Shapiro dice que ha leído los libros de Donald Trump, y entiende que le gusta que se hagan las cosas, entiende la película completa, y además de que le gusta que se hagan las cosas, está muy consciente de los costos.

“Ustedes pueden ver lo bellos y grandes que son los hoteles Trump, eso nos puede decir un poco que en cuestión de gasto y control, él estará consciente en el gobierno de los gastos”.

Hay problemas, aclara Gary Shapiro, el más grave probablemente es qué hará en materia de intercambios comerciales.
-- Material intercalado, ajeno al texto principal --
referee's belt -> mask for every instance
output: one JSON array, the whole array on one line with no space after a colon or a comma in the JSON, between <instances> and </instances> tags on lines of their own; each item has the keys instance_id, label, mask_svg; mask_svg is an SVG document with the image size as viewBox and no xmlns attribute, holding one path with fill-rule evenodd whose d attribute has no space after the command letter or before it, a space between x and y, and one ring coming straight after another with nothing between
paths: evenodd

Las leyes de inmigración y los acuerdos de cooperación.

“Debemos promover hacer negocios en este país, en lugar de quitar las ganas de hacer negocios”, ataja.

Entretanto, dice que Donald Trump podría ayudarlos a ver caer el creciente dominio de China y aminorar los golpes que reciben las empresas tecnológicas, como Google, Facebook e Intel, en la Unión Europea. Le pide defender a sus empresas de ataques de otras naciones, buscar el equilibro en las relaciones comerciales, pues siente que en algunas partes del mundo, algunos abusan en sus regulaciones en contra de los americanos.

Sobre México, dice que se habló mucho del país durante las elecciones, temas poco cómodos. Pero el país del sur no puede dejarse de lado, aclara Gary Shapiro. Es un gran vecino, igual que Canadá.

“No creo que Trump, por sus propuestas de campaña, tire el Tratado de Libre Comercio, creo que buscará la manera de modernizarlo. Además, no creo que nadie tenga interés en cerrar la frontera de Estados Unidos a México”, dice el representante de las tecnológicas estadunidenses.